Sadly, inevitably, my verbal barrage had failed to inspire much enthusiasm for retaining Barry among either the weary mom or her mute son.
“Oh, no,” she said. “I really think he belongs with you.” The son nodded in agreement. Perhaps he had seen too much and did not dare speak of his experiences. He had clearly been traumatized by Barry in some fashion, and his eyes held “the thousand yard stare,” common to war veterans who’ve faced too much duty.
The mother sat Barry down and he scrambled spastically to get his footing. His eyes were as badly crossed and glazed as ever. He scampered across the hardwood floor, hitting the kitchen tile with his stubby legs and sliding out of control. My daughter yelled, “Barry’s back! He looks kind of funny.” She and her brother ran to tell the neighborhood. I doubted this news would be well received.
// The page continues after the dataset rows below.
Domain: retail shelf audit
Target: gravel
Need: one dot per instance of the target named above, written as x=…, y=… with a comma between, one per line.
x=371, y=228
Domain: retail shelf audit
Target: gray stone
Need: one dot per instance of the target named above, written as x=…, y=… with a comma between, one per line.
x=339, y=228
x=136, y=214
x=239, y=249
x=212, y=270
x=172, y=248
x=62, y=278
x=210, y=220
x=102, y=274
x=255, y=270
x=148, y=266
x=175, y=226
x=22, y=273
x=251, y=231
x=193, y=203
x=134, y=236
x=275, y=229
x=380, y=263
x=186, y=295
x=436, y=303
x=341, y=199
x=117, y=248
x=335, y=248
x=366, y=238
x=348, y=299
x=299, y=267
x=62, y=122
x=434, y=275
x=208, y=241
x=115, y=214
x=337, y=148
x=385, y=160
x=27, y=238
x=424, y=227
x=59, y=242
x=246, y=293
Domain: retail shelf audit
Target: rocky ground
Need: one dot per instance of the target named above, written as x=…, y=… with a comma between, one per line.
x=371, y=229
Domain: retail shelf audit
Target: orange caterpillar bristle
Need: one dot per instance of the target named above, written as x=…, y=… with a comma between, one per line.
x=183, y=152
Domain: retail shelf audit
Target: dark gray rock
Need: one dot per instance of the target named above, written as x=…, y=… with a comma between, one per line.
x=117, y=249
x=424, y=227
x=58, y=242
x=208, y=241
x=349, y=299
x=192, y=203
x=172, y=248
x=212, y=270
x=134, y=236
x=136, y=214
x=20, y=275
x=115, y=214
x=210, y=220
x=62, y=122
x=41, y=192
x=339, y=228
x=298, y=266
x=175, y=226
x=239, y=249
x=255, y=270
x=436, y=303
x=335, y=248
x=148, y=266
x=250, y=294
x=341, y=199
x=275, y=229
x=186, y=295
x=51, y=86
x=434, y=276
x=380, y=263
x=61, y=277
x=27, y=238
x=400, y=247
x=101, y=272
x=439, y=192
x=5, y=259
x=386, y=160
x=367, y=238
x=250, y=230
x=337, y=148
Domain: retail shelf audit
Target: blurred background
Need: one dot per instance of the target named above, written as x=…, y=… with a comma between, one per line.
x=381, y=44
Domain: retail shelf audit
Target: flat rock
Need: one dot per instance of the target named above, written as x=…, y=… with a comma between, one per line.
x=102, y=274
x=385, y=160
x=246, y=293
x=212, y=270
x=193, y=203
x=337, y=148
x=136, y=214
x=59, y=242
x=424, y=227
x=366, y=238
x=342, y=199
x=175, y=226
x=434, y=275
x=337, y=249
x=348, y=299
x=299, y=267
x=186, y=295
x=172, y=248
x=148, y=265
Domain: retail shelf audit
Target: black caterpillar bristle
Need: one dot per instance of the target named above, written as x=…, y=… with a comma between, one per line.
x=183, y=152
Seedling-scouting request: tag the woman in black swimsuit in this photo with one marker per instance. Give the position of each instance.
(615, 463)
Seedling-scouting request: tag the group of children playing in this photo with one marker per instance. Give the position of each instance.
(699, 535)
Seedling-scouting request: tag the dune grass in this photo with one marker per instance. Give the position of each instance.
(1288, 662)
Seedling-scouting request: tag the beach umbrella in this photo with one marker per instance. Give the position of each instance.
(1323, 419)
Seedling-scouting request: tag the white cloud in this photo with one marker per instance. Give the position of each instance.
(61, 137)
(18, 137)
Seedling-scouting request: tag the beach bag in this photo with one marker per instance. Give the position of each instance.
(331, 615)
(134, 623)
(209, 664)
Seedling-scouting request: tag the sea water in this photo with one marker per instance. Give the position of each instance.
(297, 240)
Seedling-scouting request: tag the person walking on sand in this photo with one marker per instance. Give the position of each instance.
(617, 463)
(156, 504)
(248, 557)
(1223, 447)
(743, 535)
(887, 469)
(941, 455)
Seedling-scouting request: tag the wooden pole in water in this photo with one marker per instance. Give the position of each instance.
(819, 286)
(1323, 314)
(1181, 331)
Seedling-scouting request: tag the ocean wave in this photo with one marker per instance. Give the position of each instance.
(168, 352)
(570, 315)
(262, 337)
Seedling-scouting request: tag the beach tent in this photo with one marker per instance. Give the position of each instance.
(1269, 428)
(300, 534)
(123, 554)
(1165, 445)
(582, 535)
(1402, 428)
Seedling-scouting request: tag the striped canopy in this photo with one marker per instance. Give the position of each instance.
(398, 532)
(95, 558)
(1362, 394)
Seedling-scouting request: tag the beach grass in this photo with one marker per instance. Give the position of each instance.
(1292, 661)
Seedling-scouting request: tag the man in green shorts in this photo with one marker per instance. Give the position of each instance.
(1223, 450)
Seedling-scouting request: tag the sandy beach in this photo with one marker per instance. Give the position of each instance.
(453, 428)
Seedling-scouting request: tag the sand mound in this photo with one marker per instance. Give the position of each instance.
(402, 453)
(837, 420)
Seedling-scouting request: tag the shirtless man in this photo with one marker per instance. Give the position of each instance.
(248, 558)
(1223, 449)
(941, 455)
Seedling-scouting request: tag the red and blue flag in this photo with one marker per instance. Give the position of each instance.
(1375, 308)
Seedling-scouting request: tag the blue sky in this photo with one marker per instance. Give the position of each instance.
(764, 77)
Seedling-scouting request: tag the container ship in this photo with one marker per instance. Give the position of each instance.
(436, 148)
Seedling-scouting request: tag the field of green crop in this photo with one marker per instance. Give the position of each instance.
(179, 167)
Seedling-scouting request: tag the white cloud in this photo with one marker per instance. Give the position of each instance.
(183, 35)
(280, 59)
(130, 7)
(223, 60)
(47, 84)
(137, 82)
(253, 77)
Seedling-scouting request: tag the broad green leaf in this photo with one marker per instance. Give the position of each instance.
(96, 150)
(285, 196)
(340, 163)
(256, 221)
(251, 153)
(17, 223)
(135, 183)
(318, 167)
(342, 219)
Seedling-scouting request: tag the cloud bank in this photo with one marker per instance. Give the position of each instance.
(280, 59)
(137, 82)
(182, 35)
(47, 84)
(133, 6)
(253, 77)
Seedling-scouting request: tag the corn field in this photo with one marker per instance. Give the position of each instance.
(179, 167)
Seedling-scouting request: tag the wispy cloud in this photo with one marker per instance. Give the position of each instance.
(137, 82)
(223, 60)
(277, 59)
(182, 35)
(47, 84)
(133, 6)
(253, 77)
So that was it. The mother and son had reneged on their agreement. Their word meant nothing. They were just going to cut and run. They mumbled an awkward goodbye, I said yeah, yeah, and they beat a hasty retreat back to their suburban cocoon. Having dodged this bullet, they would not soon take in another wayward dachshund, I imagined.
Once again, Barry was my cross to bear. I gazed at him. He looked worried, uncertain, bloated, and was panting heavily from his previous ten-yard gallop.
“Hello, Barry,” I said, in exasperated tones. I now understood why my step-father sometimes went to bed at 6 pm. Some things just need to be slept off.